Se acabó. Segunda trilogía finiquitada. Pero no desesperen amigos tolkianos, que aún queda El Silmarillion. Y sí, ya sé que Peter Jackson no ha dicho nada al respecto, y que se trata prácticamente de un manual de instrucciones; de un volumen de historia fantástica de cómo y cuándo y dónde nace cada quién y cada cual. Un libro casi genealógico de Tierra Media imposible de adaptar al cine. Pero tampoco se esperaba nadie que las escasas 320 páginas de El Hobbit dieran para una trilogía a razón de dos horas y media por película. Y ahí está, y está muy bien, además. Entretenida, vibrante, contundente, estridente, emocionante, épica y mítica. Un colofón extraordinario a unas primeras tres partes que deberían empezar ahora, pero que en cambio, tomando ejemplo de la madre de todas las sagas fantásticas, Star Wars, se hicieron y acabaron antes de que empezara lo que se debería haber contado en primer lugar, que es lo que hemos visto ahora. En fin, un lío formidable y maravilloso que nos ha tenido entretenidos y fascinados durante catorce añitos, nada menos. El señor de los anillos: la comunidad del anillo se estrenó en 2001, y El Hobbit: la batalla de los cinco ejércitos acaba justo en el punto en que aquella empezó. Con Gandalf en la Comarca llamando a la puerta de Bilbo Bolson en busca del anillo. Lo sé, es el momento perfecto para recuperar la trilogía inicial y pasarse nueve horas cronológicamente lógicas frente al televisor.

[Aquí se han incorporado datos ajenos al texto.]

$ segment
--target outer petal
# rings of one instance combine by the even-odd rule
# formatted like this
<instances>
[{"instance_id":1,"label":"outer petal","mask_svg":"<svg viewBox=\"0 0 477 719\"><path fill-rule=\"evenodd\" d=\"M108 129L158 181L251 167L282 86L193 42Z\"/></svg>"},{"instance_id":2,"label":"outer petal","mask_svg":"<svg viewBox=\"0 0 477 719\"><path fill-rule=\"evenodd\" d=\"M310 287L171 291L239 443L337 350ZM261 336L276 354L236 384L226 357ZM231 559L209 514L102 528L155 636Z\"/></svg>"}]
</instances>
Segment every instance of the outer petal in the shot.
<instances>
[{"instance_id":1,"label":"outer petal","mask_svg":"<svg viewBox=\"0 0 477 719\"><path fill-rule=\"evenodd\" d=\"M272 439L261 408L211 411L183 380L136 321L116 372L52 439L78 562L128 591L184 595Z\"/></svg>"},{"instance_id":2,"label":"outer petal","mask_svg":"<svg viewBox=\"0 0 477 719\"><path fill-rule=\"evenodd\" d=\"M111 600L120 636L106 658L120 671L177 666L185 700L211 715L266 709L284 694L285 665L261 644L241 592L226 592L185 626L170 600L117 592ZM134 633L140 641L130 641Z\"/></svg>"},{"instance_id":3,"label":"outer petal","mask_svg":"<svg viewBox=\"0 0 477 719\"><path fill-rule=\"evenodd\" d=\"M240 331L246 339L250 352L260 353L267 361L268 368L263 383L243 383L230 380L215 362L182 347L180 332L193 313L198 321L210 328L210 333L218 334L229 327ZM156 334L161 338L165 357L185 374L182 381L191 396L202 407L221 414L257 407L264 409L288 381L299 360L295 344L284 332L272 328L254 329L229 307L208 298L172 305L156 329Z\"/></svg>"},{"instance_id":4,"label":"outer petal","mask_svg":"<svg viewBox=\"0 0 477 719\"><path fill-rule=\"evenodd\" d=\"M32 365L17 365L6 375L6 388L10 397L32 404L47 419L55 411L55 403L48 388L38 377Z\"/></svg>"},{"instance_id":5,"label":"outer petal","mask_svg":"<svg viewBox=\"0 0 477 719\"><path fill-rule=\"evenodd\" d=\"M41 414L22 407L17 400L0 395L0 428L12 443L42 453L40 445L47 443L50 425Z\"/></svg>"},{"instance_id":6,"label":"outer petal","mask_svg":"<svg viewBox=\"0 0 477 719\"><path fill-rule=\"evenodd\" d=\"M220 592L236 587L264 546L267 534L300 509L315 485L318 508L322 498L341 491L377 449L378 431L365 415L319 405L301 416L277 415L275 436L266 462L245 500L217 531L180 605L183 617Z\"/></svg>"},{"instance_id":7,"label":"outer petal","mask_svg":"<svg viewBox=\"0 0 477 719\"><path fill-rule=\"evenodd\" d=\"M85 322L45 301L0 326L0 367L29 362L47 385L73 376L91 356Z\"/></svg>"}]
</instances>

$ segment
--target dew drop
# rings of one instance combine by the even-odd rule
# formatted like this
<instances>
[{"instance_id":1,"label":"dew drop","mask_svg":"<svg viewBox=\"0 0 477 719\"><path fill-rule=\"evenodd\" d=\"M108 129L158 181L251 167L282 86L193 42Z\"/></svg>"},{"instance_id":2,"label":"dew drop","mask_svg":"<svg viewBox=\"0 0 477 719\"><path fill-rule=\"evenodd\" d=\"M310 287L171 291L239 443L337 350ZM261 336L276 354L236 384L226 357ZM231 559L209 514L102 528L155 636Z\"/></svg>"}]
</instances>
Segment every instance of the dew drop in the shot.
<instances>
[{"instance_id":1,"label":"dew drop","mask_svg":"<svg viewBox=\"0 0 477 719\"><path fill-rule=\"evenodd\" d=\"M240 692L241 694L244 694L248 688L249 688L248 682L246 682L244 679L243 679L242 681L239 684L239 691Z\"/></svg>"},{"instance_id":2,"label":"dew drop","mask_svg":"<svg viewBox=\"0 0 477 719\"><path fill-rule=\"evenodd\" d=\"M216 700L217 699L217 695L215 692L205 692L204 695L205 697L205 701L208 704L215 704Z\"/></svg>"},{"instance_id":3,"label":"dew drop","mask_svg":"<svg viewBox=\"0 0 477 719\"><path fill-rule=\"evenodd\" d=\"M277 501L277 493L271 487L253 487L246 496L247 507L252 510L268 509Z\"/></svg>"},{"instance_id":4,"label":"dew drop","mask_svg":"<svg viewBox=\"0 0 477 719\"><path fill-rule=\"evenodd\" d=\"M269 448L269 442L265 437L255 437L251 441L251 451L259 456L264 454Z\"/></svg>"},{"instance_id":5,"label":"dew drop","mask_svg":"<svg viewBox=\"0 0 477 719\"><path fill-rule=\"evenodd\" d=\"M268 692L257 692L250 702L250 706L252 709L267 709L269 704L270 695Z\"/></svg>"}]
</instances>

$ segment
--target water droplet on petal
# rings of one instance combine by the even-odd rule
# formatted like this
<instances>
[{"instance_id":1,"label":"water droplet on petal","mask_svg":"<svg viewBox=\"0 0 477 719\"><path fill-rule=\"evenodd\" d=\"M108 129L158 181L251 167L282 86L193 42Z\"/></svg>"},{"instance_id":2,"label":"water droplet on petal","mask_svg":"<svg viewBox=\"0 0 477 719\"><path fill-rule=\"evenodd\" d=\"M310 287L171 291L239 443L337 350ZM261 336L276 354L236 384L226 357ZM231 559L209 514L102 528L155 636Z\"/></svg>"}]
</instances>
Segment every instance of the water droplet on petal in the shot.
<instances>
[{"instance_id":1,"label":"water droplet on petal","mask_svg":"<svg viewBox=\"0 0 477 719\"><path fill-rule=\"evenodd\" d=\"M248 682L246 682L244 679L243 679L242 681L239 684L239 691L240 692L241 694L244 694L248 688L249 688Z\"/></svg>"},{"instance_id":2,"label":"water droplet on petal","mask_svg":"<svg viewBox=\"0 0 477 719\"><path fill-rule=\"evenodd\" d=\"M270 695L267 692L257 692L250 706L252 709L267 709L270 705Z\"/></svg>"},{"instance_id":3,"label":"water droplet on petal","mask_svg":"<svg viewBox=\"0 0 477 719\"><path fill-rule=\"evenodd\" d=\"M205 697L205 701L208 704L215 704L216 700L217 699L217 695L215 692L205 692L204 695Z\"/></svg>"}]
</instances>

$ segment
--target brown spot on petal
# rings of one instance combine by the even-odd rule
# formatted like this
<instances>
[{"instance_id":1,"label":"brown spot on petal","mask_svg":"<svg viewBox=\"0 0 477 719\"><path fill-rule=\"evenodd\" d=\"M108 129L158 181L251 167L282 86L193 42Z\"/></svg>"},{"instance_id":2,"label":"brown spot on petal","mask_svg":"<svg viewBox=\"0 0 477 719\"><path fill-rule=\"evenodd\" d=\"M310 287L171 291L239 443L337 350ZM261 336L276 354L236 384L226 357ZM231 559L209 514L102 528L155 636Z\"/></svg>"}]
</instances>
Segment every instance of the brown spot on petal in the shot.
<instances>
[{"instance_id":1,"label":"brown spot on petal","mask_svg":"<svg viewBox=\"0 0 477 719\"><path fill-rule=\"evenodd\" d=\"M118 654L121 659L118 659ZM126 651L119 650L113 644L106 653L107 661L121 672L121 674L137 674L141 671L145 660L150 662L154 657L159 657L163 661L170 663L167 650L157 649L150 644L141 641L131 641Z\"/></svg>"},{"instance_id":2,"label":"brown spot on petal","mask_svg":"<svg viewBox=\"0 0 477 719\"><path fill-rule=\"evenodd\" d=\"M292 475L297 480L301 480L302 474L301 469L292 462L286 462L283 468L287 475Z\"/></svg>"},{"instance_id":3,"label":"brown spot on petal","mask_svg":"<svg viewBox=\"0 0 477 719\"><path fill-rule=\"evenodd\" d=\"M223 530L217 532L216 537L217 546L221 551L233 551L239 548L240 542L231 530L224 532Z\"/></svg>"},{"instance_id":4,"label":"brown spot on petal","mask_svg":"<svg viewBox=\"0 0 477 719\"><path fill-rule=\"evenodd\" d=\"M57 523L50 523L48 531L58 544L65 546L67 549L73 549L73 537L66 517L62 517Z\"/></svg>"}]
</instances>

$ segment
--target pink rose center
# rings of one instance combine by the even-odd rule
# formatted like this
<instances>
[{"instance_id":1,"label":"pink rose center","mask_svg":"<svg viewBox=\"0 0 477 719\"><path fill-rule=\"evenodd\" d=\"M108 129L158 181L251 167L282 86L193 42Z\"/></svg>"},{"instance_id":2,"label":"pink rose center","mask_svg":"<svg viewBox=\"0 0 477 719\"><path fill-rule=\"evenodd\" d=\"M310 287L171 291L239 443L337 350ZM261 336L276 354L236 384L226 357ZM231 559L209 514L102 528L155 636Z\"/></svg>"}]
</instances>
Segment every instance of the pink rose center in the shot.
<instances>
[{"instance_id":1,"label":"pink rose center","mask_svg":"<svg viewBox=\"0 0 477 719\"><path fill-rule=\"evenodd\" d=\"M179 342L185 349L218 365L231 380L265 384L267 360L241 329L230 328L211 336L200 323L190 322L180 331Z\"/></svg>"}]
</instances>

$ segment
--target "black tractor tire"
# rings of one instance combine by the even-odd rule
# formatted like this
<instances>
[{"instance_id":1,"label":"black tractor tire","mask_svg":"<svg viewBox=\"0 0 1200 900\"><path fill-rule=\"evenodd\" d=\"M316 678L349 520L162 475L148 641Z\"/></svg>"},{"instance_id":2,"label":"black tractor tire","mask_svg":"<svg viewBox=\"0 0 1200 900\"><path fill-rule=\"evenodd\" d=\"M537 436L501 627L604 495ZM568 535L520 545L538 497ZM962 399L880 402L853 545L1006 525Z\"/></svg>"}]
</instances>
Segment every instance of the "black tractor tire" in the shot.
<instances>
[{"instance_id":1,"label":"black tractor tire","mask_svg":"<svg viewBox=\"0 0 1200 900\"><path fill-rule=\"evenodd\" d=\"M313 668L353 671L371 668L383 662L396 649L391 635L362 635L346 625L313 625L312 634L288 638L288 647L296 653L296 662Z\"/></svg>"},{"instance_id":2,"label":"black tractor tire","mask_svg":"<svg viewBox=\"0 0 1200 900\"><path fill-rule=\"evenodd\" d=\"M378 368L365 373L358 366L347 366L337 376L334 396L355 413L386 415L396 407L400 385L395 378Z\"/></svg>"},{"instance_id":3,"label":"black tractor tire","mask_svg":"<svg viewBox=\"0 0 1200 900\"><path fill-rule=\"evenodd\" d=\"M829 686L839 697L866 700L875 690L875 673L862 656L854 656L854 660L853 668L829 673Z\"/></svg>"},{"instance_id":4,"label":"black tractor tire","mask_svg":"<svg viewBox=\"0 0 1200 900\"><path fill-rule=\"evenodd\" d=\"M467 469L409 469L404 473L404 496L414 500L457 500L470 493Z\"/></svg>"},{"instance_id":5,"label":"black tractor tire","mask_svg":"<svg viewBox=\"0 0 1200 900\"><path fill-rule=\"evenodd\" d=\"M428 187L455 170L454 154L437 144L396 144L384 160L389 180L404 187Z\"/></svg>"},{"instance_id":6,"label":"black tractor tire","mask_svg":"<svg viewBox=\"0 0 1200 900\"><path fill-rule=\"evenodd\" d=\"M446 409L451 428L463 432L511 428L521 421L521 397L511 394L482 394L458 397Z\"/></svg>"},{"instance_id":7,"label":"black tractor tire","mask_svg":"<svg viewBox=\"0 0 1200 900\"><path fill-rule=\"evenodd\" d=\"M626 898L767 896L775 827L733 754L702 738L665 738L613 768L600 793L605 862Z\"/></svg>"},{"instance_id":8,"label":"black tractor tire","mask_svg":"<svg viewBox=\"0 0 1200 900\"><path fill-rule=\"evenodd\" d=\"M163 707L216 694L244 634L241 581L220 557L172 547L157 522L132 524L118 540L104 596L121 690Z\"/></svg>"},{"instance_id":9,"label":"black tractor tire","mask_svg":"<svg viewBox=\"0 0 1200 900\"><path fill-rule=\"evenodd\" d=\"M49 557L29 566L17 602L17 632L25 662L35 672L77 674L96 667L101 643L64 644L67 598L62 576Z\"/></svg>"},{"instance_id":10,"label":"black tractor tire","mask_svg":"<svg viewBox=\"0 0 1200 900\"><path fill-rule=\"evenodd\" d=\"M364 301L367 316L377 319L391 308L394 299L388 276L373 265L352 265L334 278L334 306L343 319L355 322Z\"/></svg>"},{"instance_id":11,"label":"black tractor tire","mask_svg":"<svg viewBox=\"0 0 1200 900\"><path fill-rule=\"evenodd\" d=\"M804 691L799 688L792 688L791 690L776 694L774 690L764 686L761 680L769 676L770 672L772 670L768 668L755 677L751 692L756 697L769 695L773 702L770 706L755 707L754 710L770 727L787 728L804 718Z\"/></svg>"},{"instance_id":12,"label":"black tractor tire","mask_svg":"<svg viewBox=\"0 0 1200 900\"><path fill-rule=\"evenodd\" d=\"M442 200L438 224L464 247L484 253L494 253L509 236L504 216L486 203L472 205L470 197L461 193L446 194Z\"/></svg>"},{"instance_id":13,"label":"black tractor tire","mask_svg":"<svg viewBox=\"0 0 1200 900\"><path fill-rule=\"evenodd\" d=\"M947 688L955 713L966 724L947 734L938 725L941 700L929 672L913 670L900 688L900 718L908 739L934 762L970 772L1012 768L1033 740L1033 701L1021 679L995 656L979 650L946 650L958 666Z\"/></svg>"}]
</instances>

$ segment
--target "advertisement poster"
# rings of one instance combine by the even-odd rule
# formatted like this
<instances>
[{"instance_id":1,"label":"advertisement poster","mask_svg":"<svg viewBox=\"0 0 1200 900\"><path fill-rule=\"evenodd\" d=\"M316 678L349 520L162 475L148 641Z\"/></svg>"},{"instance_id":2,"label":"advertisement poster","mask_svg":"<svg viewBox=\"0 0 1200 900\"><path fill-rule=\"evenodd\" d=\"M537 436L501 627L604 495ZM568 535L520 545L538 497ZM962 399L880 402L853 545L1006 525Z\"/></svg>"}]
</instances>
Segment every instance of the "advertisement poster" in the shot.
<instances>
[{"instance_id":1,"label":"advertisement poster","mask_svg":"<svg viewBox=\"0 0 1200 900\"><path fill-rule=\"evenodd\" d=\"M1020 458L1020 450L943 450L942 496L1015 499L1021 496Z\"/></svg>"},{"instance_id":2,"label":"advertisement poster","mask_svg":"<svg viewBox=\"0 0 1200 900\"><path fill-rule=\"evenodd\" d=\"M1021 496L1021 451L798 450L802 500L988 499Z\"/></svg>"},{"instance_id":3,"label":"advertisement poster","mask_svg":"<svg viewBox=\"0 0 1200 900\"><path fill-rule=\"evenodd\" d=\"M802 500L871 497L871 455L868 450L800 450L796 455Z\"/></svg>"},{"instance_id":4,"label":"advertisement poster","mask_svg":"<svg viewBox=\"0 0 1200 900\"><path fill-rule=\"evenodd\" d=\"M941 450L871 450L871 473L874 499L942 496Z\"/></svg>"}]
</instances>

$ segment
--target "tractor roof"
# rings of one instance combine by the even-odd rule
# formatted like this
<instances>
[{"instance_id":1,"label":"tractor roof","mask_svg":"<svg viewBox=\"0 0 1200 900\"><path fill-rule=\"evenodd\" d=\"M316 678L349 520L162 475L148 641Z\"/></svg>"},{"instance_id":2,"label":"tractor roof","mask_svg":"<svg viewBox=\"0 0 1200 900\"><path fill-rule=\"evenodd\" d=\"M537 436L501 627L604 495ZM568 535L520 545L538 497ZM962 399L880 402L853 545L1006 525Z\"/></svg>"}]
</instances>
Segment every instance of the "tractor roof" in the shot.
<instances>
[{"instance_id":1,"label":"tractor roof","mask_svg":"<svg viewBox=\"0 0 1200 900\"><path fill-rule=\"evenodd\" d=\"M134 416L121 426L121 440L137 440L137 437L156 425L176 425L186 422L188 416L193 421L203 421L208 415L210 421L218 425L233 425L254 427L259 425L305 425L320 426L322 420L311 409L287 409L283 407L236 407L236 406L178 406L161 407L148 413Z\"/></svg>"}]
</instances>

En la misma línea que el resto, este último capítulo es monumental. Las batallas marcan el ritmo de la acción y el pulso del drama, que llega a momentos de inusitada intensidad. Tan largas son las secuencias bélicas (o la trágica destrucción de la ciudad del lago a cargo de Smaug), que nos falta el aliento, como a los mismos enanos, como a ese maltrecho Gandalf o al saqueador pies grandes que a todos asiste con modestia de pequeño héroe. Pero con un gran secreto en el bolsillo; su tesoro.
El espectáculo es ensordecedor, trepidante… Visualmente aturde, estremece, hipnotiza. Una auténtica exhibición de imaginería fantástica y un derroche de talento inigualable que va más allá del departamento de f/x, pues el orquestador neozelandés tras la cámara, que ha demostrado saber incursionar en el pequeño y mediano formato con idéntica soltura y eficacia (Criaturas celestiales y The lovely bones), certifica su capacidad para llevar los mandos del mayor espectáculo del mundo manteniendo el equilibrio entre el qué y el cómo, entre la asombrosa historia que concibió Tolkien en dos dimensiones y la tridimensionalidad alucinante de un carrusel fílmico digno de un parque temático.
Cine de leyenda que trasciende el puro espectáculo, pues ha convertido la referencia literaria en un clásico moderno del cine. Si te gusta el género, no se puede pedir más. Y sí, hay imprecisiones, licencias que alguien considerará intolerables, matices infieles a la letra y personajes agregados por arte de cine. Pues eso que ganamos todos. Ojalá el señor Jackson haga El Silmarillion. Show must go on.